Loss function for class imbalanced binary classifier in Tensor flow
You can add class weights to the loss function, by multiplying logits. Regular cross entropy loss is this:
loss(x, class) = -log(exp(x[class]) / (\sum_j exp(x[j])))
= -x[class] + log(\sum_j exp(x[j]))
in weighted case:
loss(x, class) = weights[class] * -x[class] + log(\sum_j exp(weights[class] * x[j]))
So by multiplying logits, you are re-scaling predictions of each class by its class weight.
For example:
ratio = 31.0 / (500.0 + 31.0)
class_weight = tf.constant([ratio, 1.0 - ratio])
logits = ... # shape [batch_size, 2]
weighted_logits = tf.mul(logits, class_weight) # shape [batch_size, 2]
xent = tf.nn.softmax_cross_entropy_with_logits(
weighted_logits, labels, name="xent_raw")
There is a standard losses function now that supports weights per batch:
tf.losses.sparse_softmax_cross_entropy(labels=label, logits=logits, weights=weights)
Where weights should be transformed from class weights to a weight per example (with shape [batch_size]). See documentation here.
The code you proposed seems wrong to me. The loss should be multiplied by the weight, I agree.
But if you multiply the logit by the class weights, you end with:
weights[class] * -x[class] + log( \sum_j exp(x[j] * weights[class]) )
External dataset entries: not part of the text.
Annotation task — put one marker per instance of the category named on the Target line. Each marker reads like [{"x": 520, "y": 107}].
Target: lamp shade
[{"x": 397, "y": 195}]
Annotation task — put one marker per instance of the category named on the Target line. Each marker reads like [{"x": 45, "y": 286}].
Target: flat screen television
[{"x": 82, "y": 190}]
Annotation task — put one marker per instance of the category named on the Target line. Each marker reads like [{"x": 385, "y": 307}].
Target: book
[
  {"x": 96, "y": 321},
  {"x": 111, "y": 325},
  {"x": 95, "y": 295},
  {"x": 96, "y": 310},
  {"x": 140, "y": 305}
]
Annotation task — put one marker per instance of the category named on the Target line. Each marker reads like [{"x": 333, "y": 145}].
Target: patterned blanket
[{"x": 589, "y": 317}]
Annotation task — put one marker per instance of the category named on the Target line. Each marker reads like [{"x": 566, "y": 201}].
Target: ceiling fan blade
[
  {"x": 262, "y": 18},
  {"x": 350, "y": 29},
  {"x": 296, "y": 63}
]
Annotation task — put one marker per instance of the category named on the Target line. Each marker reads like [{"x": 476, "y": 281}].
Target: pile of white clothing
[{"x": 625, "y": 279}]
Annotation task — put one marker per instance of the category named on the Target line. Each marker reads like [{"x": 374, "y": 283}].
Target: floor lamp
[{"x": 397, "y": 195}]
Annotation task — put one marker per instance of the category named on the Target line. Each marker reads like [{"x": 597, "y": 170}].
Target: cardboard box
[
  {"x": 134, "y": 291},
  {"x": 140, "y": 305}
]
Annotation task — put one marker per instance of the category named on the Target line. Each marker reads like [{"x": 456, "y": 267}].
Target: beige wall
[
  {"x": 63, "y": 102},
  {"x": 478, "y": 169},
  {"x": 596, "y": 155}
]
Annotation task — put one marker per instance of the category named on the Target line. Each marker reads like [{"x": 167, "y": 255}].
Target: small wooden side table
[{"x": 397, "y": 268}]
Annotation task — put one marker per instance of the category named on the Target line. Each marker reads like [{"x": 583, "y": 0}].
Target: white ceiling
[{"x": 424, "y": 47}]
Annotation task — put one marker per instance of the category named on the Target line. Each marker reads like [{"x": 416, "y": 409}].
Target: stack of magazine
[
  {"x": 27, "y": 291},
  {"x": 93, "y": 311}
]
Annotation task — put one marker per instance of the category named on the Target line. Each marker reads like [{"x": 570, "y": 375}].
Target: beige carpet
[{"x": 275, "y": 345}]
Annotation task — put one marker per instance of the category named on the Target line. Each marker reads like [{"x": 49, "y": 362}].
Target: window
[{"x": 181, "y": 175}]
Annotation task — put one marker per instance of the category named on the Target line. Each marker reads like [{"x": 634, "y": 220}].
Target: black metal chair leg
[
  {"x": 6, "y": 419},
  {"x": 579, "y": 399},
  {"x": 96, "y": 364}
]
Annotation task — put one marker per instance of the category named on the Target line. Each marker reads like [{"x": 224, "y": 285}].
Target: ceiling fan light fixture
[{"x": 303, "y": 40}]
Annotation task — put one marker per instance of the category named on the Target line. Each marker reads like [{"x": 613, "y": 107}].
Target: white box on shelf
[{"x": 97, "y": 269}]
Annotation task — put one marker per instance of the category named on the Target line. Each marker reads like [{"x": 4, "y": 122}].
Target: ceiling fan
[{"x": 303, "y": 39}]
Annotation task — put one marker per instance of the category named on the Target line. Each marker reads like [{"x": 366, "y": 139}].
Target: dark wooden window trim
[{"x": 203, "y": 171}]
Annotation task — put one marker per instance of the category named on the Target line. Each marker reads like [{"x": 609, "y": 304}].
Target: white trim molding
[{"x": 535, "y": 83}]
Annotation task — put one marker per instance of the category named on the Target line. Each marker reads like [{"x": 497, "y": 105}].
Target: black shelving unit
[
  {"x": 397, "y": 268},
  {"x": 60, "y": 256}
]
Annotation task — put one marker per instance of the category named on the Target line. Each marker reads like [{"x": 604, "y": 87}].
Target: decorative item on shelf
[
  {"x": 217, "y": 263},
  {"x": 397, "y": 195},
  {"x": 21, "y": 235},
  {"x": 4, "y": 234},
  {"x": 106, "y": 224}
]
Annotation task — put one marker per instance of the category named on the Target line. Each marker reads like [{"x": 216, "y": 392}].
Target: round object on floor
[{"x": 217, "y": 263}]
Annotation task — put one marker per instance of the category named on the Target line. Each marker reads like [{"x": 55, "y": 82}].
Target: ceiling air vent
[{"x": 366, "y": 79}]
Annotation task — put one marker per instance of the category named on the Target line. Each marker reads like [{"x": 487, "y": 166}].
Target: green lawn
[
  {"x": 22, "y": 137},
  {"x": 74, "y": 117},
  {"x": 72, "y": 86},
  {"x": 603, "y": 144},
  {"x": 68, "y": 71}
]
The second term is not equal to:
weights[class] * log(\sum_j exp(x[j]))
To show this, we can be rewrite the latter as:
log( (\sum_j exp(x[j]) ^ weights[class] )
So here is the code I'm proposing:
ratio = 31.0 / (500.0 + 31.0)
class_weight = tf.constant([[ratio, 1.0 - ratio]])
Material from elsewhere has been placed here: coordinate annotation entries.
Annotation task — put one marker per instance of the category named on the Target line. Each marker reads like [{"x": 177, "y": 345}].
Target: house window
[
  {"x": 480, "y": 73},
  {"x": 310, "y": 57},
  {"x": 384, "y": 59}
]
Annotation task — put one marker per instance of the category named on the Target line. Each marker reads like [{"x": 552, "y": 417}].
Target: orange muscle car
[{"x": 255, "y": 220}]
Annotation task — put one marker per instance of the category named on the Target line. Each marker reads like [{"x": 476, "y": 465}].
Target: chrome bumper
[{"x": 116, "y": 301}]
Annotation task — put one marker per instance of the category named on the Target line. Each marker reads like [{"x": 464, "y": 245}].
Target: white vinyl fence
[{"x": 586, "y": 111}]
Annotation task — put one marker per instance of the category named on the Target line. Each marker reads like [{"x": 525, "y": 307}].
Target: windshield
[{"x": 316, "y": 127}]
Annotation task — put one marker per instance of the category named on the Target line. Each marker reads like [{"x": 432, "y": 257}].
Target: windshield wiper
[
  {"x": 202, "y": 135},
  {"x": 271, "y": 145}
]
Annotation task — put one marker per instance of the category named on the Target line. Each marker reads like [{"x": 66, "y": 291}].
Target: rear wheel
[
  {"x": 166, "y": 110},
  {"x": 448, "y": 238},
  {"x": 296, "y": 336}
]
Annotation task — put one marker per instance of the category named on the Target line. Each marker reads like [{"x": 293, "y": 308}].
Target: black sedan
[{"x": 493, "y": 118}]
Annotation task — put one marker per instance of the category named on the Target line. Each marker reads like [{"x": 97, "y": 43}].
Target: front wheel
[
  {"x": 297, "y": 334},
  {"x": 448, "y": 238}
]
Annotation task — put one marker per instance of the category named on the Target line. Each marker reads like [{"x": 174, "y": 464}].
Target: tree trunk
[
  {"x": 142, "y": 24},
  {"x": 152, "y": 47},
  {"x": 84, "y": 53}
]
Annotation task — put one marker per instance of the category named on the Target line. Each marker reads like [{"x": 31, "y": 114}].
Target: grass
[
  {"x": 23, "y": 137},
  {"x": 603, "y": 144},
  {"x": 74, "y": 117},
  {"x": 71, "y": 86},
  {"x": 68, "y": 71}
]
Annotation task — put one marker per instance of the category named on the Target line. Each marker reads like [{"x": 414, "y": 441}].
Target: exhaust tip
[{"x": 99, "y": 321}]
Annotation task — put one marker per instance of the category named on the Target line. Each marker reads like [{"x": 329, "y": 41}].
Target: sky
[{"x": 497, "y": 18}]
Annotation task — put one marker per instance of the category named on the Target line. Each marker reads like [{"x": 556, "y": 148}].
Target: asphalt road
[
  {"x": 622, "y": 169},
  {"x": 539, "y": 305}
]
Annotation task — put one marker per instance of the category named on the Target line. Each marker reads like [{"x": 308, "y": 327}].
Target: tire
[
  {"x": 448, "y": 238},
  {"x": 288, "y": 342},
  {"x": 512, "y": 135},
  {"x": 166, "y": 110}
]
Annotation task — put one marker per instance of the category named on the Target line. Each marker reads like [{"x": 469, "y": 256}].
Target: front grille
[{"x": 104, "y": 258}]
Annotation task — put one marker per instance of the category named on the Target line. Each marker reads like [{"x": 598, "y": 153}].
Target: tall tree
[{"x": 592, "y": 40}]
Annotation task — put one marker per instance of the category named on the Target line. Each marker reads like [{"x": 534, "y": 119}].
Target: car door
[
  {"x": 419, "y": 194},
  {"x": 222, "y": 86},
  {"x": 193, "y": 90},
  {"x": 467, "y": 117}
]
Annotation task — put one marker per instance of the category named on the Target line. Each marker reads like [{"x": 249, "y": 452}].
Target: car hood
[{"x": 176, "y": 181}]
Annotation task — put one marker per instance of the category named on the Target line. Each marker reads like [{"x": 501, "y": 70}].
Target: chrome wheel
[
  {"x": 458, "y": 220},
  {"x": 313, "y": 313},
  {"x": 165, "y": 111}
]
logits = ... # shape [batch_size, 2]
weight_per_label = tf.transpose( tf.matmul(labels
, tf.transpose(class_weight)) ) #shape [1, batch_size]
# this is the weight for each datapoint, depending on its label
xent = tf.mul(weight_per_label
, tf.nn.softmax_cross_entropy_with_logits(logits, labels, name="xent_raw") #shape [1, batch_size]
loss = tf.reduce_mean(xent) #shape 1
Use tf.nn.weighted_cross_entropy_with_logits()
and set pos_weight
to 1 / (expected ratio of positives).